Friday, March 26, 2010

Fortune Cookie Says

It is better to have beans and bacon in peace than cakes and ale in fear.

Friday, February 19, 2010

Fortune Cookie Says

Your dream must be bigger than your fear.

nosql - hypertable

I've been looking at some of the nosql databases and have been playing around with Hypertable a little. I had some difficulties getting my head around it, probably due more to my long experience with RDBMSs than Hypertable itself, so here are some notes about it.

Creating a table is analagous to creating a table in an RDBMS.

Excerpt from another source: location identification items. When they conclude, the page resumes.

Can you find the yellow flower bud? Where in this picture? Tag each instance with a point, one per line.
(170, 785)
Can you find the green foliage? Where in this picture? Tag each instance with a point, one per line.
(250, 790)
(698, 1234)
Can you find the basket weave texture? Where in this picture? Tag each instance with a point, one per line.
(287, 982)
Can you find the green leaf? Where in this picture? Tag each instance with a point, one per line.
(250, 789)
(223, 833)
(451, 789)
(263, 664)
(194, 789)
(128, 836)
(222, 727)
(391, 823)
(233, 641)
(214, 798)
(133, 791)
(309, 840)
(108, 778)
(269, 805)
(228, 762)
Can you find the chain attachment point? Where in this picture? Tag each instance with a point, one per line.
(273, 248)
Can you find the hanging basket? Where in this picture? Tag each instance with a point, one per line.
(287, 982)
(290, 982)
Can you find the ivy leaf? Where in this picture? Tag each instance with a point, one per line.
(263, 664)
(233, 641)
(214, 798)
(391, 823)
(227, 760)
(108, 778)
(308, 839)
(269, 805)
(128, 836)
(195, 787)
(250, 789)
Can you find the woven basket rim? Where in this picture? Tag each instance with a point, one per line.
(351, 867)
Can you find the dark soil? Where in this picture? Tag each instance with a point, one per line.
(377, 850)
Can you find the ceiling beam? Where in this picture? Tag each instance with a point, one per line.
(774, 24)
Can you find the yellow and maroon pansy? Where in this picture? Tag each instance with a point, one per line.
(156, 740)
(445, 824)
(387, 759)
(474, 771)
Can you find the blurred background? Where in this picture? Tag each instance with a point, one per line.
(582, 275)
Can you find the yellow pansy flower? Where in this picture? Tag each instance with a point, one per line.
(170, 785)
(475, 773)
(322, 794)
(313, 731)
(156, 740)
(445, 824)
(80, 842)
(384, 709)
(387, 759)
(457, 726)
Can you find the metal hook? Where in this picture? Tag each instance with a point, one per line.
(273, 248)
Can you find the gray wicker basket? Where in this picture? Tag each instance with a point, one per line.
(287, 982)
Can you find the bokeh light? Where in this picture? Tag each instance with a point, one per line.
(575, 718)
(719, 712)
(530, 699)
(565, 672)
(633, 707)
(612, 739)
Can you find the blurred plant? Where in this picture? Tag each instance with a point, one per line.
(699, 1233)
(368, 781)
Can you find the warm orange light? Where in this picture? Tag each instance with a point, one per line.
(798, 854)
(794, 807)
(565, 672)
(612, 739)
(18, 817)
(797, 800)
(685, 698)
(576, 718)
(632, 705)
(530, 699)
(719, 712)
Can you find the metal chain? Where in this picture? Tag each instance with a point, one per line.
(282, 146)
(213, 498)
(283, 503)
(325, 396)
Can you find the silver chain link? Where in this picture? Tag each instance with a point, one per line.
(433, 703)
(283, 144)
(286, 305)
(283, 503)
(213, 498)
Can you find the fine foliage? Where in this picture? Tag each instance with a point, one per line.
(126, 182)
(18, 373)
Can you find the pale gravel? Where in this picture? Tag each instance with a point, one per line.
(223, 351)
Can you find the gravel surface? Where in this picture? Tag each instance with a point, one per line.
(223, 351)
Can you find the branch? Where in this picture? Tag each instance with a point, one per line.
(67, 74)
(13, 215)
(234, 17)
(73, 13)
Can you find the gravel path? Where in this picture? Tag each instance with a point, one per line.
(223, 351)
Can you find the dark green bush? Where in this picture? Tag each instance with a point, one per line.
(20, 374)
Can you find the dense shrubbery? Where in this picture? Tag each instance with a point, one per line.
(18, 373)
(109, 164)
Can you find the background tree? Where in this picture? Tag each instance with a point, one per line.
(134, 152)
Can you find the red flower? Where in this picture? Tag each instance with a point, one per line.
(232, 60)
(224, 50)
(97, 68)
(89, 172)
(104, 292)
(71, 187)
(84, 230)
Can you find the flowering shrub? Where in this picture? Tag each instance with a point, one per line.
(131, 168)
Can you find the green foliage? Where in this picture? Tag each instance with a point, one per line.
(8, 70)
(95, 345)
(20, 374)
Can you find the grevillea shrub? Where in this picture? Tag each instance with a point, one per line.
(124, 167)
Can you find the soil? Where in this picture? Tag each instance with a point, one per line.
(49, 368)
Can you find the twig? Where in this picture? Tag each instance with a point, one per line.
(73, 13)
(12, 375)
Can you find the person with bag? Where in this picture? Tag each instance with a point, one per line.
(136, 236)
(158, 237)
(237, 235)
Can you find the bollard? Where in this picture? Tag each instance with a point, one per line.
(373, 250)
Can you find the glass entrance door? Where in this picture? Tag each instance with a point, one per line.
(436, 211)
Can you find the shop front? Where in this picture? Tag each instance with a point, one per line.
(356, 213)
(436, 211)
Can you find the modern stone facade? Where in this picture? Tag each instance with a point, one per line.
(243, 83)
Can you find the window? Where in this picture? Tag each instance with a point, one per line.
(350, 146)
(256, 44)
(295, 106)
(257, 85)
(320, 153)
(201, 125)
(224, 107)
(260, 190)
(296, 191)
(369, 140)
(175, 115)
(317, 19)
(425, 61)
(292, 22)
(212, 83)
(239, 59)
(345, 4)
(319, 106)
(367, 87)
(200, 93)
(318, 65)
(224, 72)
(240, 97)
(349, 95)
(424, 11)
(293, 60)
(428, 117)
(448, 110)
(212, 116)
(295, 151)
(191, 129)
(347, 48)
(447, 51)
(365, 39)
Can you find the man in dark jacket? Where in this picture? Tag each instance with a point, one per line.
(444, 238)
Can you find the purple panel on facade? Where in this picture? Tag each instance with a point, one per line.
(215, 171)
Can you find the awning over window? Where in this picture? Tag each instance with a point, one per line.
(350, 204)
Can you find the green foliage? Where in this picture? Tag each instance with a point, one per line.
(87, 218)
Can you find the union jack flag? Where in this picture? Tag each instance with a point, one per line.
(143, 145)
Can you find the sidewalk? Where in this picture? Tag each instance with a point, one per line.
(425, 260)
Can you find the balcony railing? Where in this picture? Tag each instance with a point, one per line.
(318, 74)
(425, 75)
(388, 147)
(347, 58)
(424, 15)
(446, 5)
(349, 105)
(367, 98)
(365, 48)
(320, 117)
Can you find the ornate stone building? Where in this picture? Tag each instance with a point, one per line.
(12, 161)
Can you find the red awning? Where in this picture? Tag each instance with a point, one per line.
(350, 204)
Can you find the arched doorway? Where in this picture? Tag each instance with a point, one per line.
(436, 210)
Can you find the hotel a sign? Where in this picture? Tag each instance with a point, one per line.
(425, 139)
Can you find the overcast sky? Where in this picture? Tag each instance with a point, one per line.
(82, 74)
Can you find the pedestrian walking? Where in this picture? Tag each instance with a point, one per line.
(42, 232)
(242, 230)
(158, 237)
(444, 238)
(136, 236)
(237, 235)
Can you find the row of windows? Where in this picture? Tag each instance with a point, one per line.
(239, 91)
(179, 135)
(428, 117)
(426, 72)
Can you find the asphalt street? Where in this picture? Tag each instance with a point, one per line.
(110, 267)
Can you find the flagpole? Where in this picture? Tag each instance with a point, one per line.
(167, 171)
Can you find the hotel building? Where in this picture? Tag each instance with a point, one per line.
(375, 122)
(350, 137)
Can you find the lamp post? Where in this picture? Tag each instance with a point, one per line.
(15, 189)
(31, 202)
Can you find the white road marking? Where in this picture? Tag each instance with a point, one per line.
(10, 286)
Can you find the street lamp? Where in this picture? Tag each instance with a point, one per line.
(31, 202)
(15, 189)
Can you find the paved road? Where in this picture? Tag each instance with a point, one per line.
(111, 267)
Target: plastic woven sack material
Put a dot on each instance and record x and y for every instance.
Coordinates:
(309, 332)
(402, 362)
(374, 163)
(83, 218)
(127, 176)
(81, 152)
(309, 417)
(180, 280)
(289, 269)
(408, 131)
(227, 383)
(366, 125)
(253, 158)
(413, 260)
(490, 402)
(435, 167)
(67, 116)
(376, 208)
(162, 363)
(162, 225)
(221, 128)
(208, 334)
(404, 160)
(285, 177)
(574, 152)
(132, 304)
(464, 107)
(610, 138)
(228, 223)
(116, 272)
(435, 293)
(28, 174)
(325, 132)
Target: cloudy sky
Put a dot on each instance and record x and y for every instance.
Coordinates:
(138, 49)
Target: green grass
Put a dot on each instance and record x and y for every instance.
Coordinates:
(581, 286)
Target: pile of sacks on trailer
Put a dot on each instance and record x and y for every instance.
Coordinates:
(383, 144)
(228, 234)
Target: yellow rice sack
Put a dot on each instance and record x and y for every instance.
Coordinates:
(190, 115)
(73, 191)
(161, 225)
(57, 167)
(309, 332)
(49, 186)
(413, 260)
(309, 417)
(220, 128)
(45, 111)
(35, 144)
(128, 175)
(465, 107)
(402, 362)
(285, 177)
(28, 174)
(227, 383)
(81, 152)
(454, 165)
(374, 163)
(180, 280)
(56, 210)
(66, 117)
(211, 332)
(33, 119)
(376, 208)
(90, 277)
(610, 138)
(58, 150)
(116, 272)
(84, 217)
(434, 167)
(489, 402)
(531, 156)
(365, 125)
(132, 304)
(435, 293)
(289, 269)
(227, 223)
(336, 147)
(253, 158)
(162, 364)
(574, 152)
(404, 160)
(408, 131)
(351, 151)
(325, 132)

hypertable> create table foo ("bar", "bat");

Inserting data into the table is quite a bit different than what I am used to. First is that each 'row' inserted into the tab must have a row key, basically there is an implied row id column in every table. Second is that the insert is done as individual (row, column, value) tuples or cells. Third is that a single insert statement can insert into any number of cells for any number of rows for a single table. Fourth is that the columns are not really columns in the RDBMS sense but can hold data and multiple 'sub-columns' which can be dynamically defined.

hypertable> insert into foo values
         -> ("zap", "bar", "cat"),
         -> ("zap", "bat", "tap"),
         -> ("car", "bar:a", "nar"),
         -> ("car", "bar:b", "whal");
hypertable> select * from foo;
car    bar:a    nar
car    bar:b    whal
zap    bar    cat
zap    bat    tap
Each value inserted into the table is a tuple of '(' <row key>, <column name> [':'<column qualifier>], <value> ')'

There is no update statement, updates are simply inserts and Hypertable keeps history of all changes and timestamps each. Specifying an option of REVS=1 is analogous to a select in an RDBMS and gives the current revision of the row.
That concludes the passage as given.